Using Change Context with Statistical Learning for
API Code Recommendation

Anh Tuan Nguyen, Michael Hilton, Mihai Codoban, Hoan Anh Nguyen,
Lily Mast, Eli Rademacher, Tien N. Nguyen, and Danny Dig

Todays’ programs use Application Programming Interfaces (APIs) extensively: even the “Hello World” program invokes an API method. One of the main challenges in software development is learning and remembering how to use APIs. Even developers who are familiar with some APIs are forced to re-learn them due to continuous API evolution.

The state-of-the-practice support for working with APIs comes in the form of code-completion 1 tools integrated in the IDEs. Code completion tools allow a user to type a variable and request a possible API method call recommendation. Code completion tools are among the top-5 most used features of IDEs. Still, a developer learning an API (or trying to remember it) can be wasting a lot of time combing through a long list of API method names available on a receiver object. For example, invoking the code completion on an object of type String from JDK 8 populates a list of 67 possible methods (and 10 additional methods inherited from superclasses). Carefully examining a long list of API method names and reading the associated Javadoc documentation is tedious.

In this paper we present a novel approach to code completion centered around fine-grained code changes. The intuition behind our approach is that source code changes are repetitive and have a high degree of regularity, thus we can harvest them to significantly improve the accuracy of recommendations. For example, when changing the code to instantiate a fresh List object, a developer often changes the code to add a new element into the fresh List via List.add. However, the developer is unlikely to call List.remove just after instantiating a fresh List. Without being aware of the context of the change, a code completion tool would not be able to differentiate between recommending add or remove. In our approach we mine the fine-grained code changes as well as the context in which the recommender was invoked to build a statistical model for recommending the next API method call. Our approach can be thought as a language model for fine-grained source code changes.

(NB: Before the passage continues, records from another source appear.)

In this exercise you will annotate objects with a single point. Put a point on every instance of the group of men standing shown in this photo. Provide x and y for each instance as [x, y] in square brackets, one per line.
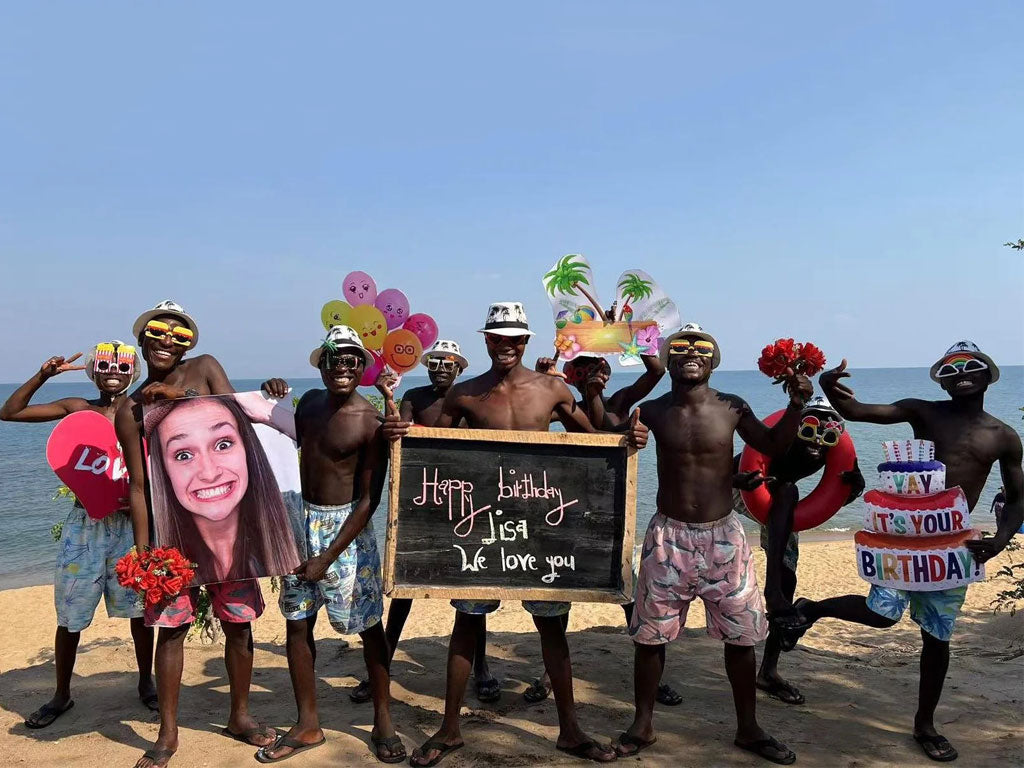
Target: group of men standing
[694, 546]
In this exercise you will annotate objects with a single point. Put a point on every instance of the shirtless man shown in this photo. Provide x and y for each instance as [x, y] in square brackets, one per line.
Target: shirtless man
[969, 441]
[695, 545]
[820, 428]
[89, 548]
[422, 407]
[343, 463]
[165, 334]
[590, 375]
[510, 396]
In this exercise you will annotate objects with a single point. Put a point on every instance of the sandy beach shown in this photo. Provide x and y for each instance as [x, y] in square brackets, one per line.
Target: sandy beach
[860, 686]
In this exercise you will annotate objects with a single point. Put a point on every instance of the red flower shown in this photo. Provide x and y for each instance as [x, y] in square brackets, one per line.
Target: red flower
[775, 358]
[813, 359]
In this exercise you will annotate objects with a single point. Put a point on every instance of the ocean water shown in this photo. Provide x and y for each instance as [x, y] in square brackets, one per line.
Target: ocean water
[27, 510]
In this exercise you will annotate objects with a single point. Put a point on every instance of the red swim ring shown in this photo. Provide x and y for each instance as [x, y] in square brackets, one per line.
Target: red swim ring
[817, 506]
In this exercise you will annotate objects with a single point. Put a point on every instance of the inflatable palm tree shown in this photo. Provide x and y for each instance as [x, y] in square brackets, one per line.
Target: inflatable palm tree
[633, 288]
[569, 276]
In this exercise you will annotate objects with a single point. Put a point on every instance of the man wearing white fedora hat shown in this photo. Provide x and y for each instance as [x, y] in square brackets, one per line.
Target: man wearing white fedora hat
[342, 464]
[88, 546]
[165, 335]
[422, 407]
[511, 396]
[969, 441]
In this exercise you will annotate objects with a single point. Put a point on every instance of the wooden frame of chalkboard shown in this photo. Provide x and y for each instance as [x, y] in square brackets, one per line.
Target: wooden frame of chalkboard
[585, 455]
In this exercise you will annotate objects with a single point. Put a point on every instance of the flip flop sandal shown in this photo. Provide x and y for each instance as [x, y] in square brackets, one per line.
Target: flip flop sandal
[46, 715]
[537, 692]
[488, 691]
[585, 751]
[767, 749]
[440, 747]
[392, 744]
[247, 735]
[668, 695]
[285, 740]
[626, 739]
[783, 692]
[161, 756]
[944, 751]
[360, 693]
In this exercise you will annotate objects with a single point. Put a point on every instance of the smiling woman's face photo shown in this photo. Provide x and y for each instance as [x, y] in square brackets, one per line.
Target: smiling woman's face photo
[205, 459]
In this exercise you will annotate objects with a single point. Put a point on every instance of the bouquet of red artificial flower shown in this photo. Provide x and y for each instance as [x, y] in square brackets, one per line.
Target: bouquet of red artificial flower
[159, 572]
[785, 357]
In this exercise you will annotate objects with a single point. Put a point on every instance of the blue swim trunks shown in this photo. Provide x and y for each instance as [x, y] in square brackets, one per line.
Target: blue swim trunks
[89, 551]
[935, 612]
[351, 589]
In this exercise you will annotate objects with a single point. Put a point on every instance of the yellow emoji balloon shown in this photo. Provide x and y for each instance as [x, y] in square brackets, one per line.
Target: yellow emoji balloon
[335, 313]
[369, 323]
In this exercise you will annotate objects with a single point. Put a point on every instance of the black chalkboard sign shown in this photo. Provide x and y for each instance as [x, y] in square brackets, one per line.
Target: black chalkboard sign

We implemented our approach in a tool, APIREC, that computes the most likely API method call to be inserted at the requested location in a given part of the code. APIREC works in three stages: (i) it builds a corpus of fine-grained code changes from a training set, (ii) it statistically learns which fine-grained changes co-occur, and (iii) it computes and then recommends a new API call at a given location based on the current context and previous changes.
 
We developed an association-based inference model that learns from the corpus the changes that frequently co-occur in the same changed file within a commit. APIREC also learns the surrounding context (e.g., for loops, preceding method calls) of the code changes. In addition, APIREC learns the appropriate weights to assign to the surrounding context and the previous changes. Given previous changes, the context of the recommendation invocation, and the inference model, APIREC computes the likelihood of inserting an API method call. Finally, it ranks the candidate API calls based on computed likelihood.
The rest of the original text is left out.